Чегорин подобострастно хихикнул, а Дмитрий Павлович, уставив глаза в немецкую книгу, делал вид, что углубился в чтение. Только при последних словах легким румянцем покрылись его щеки.
— Впрочем, как хочешь. Черт с тобой. Мне что! Сегодня переночую, а завтра в путь, — обиженно промолвил князь Андрей. — Ну, распорядись хоть, чтобы завтрак подавали. Это уж неучтиво даже, голодом морить, — добавил он.
— Очень я извиняюсь, что принимаю тебя как бы негостеприимно, — заговорил Дмитрий Павлович, будто с трудом отрываясь от книги. — Но думаю, что не будешь почитать себя церемонным гостем. Распорядишься сам, все имея в своем распоряжении. Вот Платон Иванович тебе компанию составит. Меня же прости. Плохо себя чувствую сегодня, завтракать не буду.
— Ну, как хочешь. Мы и с Платоном Ивановичем себя не обидим, — засмеялся князь Андрей и, взяв под руку Чегорина, пошел к дому.
— Неудачный день выбрали для посещения. В большом мы сегодня волнении, — не удержался болтливый Платон Иванович, когда они сели за стол, обильно уставленный блюдами и бутылками.

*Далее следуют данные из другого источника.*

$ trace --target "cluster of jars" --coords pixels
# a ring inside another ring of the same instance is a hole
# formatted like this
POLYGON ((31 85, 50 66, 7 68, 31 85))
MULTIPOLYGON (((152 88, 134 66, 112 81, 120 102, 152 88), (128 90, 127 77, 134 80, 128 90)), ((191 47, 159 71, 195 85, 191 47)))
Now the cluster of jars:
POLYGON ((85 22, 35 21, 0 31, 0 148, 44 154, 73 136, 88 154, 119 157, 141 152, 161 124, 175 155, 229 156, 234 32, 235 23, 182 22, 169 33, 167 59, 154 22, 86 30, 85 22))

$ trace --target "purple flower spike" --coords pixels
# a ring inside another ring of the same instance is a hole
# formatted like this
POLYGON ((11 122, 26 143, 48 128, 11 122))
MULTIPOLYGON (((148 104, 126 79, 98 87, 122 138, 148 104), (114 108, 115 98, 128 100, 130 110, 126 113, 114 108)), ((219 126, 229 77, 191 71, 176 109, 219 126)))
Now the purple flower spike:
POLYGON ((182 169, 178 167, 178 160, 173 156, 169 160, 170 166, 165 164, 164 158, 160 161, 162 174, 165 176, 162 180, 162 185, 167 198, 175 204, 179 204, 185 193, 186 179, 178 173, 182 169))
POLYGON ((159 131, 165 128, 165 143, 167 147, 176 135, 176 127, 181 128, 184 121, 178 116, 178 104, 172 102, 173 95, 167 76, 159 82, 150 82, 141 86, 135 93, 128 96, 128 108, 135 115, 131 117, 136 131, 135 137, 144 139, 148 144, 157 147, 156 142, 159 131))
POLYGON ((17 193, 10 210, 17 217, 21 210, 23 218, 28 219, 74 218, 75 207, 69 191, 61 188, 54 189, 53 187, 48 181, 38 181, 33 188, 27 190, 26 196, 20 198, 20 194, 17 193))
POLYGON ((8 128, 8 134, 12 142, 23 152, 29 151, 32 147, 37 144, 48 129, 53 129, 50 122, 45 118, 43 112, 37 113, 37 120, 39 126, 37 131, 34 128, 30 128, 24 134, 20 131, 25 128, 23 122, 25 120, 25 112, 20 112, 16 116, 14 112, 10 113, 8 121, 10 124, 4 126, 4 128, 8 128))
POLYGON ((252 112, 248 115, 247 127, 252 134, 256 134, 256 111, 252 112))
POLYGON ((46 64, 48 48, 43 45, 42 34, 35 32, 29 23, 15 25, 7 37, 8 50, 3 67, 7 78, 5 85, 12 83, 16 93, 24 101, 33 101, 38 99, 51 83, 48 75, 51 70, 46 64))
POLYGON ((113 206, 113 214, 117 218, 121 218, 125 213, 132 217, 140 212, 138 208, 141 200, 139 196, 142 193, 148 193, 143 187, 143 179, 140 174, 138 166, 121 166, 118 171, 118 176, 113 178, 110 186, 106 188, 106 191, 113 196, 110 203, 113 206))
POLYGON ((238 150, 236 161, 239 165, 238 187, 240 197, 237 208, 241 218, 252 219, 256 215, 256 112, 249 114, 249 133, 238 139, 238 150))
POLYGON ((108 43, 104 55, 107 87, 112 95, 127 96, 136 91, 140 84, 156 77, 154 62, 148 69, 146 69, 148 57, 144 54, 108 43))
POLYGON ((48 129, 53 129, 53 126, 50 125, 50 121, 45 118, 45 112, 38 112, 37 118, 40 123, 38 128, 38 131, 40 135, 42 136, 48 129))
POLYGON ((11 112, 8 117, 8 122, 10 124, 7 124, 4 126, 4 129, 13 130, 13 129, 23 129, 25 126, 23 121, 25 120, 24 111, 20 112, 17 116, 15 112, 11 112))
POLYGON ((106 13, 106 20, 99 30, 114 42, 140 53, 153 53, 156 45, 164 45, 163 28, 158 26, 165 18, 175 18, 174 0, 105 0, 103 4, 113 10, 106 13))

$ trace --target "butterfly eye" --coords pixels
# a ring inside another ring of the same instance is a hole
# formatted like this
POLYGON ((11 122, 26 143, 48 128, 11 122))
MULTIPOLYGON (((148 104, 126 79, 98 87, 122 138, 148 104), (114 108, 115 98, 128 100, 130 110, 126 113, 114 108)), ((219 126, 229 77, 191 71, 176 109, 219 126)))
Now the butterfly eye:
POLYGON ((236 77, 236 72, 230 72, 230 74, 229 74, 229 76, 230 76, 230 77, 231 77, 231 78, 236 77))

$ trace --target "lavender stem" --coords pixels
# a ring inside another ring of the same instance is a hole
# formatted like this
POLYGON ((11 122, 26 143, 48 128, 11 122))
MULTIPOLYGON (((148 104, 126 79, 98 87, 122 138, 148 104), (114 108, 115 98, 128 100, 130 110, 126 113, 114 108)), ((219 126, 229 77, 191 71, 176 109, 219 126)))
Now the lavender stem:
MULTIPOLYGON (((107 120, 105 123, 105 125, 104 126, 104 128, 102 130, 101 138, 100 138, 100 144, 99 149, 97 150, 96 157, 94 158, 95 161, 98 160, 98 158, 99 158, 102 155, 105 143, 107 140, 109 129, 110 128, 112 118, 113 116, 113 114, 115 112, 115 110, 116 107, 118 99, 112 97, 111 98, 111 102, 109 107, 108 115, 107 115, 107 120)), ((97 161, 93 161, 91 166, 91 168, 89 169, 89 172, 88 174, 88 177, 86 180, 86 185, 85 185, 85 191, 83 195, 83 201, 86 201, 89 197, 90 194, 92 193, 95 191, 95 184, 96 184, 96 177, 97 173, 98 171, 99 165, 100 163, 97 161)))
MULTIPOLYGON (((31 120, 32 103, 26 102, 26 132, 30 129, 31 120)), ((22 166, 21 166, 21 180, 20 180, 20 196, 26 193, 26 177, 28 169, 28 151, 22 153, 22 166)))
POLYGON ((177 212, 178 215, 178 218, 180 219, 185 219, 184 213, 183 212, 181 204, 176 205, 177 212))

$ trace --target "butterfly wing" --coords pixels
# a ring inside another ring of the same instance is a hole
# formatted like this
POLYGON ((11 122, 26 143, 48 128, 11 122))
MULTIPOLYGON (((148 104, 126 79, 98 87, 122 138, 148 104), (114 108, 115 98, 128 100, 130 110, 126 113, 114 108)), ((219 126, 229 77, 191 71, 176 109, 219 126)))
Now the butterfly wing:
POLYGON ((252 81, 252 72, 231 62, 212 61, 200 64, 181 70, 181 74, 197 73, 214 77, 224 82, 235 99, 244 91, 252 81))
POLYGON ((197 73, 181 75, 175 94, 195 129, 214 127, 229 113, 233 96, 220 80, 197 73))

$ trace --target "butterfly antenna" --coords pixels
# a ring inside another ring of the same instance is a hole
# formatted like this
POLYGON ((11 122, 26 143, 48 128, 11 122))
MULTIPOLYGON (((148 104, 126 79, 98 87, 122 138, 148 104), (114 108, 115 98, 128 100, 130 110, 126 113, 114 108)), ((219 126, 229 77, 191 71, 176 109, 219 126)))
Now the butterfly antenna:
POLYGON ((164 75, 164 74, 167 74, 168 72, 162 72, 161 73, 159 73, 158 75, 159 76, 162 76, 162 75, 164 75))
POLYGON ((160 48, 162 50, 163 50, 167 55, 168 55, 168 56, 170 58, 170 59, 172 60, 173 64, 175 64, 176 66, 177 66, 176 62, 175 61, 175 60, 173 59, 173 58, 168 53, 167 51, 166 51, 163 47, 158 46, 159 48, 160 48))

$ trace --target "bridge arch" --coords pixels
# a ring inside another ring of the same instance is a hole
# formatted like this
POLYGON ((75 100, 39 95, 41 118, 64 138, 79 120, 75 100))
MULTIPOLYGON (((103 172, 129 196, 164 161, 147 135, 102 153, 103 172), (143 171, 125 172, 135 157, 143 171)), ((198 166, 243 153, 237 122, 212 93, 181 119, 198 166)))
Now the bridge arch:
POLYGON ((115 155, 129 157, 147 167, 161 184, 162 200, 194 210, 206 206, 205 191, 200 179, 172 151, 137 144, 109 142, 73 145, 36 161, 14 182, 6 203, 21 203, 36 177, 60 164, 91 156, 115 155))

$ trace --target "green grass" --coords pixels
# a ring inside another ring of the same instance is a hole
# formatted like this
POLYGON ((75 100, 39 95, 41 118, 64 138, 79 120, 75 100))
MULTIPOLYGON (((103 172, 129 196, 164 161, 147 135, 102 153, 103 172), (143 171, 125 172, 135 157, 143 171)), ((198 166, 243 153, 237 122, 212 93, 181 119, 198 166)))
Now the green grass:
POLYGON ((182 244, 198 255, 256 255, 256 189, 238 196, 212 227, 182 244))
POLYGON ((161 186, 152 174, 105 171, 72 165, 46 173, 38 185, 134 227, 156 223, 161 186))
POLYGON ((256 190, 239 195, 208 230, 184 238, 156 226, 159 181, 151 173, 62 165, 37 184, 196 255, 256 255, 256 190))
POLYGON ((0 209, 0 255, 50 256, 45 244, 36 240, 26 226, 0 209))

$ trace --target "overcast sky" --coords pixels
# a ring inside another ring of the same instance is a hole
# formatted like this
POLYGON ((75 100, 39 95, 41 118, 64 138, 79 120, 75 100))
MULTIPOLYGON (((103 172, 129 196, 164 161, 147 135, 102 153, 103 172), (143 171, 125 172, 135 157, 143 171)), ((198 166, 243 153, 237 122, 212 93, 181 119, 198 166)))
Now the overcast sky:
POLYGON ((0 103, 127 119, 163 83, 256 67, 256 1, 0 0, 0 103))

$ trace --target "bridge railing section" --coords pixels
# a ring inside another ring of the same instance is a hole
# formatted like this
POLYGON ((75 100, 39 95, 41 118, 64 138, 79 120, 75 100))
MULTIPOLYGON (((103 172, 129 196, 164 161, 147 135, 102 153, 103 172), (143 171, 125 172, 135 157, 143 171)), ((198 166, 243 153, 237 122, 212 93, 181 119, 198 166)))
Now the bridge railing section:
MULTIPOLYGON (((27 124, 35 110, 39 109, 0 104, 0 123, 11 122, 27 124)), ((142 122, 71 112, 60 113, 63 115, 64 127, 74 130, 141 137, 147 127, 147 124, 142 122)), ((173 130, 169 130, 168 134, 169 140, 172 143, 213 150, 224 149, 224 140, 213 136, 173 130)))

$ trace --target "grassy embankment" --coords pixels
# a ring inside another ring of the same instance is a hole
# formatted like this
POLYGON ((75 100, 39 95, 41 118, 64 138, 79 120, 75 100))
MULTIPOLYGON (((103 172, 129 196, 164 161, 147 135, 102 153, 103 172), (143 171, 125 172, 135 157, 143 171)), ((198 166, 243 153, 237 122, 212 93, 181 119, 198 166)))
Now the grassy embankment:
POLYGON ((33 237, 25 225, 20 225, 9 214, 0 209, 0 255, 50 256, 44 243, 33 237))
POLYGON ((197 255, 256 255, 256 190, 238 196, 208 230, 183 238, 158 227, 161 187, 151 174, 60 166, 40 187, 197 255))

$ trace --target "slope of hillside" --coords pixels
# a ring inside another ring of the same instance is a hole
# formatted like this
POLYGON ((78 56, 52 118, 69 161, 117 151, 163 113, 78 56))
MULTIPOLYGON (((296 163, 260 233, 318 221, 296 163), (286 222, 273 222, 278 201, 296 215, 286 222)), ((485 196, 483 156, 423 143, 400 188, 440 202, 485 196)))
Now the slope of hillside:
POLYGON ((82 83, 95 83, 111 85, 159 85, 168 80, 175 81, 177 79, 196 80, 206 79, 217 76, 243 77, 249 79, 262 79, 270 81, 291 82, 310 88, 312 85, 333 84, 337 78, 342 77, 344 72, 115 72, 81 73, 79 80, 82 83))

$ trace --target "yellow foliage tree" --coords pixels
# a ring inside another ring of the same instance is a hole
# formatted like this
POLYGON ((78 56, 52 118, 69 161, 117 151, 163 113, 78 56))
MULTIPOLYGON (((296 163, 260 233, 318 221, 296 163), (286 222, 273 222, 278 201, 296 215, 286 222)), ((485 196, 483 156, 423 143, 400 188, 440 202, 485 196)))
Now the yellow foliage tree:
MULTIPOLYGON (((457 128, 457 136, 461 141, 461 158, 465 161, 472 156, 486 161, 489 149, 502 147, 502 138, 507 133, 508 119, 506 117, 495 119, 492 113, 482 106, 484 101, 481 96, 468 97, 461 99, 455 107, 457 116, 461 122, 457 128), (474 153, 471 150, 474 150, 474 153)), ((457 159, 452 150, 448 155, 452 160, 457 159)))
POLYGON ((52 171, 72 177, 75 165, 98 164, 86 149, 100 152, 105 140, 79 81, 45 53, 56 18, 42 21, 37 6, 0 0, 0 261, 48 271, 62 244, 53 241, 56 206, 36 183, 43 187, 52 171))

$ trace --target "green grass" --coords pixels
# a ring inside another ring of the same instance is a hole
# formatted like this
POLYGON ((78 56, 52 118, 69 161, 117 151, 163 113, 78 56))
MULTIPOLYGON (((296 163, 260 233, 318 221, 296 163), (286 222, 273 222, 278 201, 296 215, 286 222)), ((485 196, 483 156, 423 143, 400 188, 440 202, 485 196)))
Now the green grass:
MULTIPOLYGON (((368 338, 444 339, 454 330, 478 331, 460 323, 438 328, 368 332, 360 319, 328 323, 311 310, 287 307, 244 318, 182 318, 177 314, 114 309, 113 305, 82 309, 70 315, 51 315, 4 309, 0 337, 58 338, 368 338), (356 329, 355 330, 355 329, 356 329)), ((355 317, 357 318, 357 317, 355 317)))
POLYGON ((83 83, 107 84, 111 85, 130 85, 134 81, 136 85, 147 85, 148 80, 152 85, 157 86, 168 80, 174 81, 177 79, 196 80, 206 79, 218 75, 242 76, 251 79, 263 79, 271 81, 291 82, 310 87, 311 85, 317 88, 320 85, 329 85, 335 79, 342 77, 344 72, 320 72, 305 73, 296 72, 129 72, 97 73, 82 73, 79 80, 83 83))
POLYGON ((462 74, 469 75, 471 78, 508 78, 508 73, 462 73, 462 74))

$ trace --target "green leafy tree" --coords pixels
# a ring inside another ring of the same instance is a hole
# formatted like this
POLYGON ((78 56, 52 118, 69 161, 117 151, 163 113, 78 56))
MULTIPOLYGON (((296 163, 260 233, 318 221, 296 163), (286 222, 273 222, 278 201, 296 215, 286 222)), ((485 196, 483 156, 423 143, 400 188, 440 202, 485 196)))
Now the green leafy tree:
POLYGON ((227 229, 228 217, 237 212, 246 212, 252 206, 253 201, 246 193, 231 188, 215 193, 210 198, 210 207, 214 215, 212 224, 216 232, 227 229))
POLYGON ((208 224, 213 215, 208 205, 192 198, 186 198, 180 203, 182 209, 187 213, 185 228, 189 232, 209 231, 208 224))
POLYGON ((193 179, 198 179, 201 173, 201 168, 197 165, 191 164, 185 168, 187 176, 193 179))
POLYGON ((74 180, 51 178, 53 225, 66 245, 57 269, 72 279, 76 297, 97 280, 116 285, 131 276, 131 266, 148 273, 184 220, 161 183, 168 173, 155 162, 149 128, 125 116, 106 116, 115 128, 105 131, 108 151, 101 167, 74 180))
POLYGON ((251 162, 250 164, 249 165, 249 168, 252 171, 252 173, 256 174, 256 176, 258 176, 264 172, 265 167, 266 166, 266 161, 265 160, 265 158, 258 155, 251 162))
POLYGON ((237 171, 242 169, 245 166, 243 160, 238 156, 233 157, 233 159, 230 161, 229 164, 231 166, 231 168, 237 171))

Некоторое время крепился он рассказать княжескую тайну, но после трех-четырех бокалов язык развязался, и, пощипывая черный ус, не без удивления выслушал князь Андрей о странных замыслах своего братца.
— Да он с ума спятил, — пробормотал он.
— Да нет, отчего же, — болтал охмелевший Чегорин, — так и в книге сказано. Только аккуратность большую надо. И сегодня как раз срок.
— Ты, Платоша, не дури. Ишь, старый дурак, русалок вздумал разводить. И к чему мокроту эту надобно, когда есть столько прекраснейших существ на земле. Ну, князь хоть блаженный, а ты, Платоша, сердись, не сердись, — просто старый осел. Нет, вот я тебе скажу, у нас в полку был случай, — и князь Андрей, тоже хмелея, рассказывал один анекдот за другим, от которых краснел Платон Иванович и лоснился, что твой таз медный.
Долго ходил по боковой аллее князь Дмитрий Павлович, то принимаясь за книгу, то бормоча что-то.
Душно становилось в глухой аллее, и наконец направился князь к дому. Шел он осторожно, как бы боясь быть замеченным, и заслышав веселые голоса Чегорина и кузена, словно испугавшись, бегом побежал по коридору.
Собаки бежали за ним.
В кабинете своем, уставленном странными какими-то предметами, банками, ретортами, жаровнями и пузырьками, он заперся и только уже под вечер позвонил камердинера и велел подать есть и кликнуть Платона Ивановича.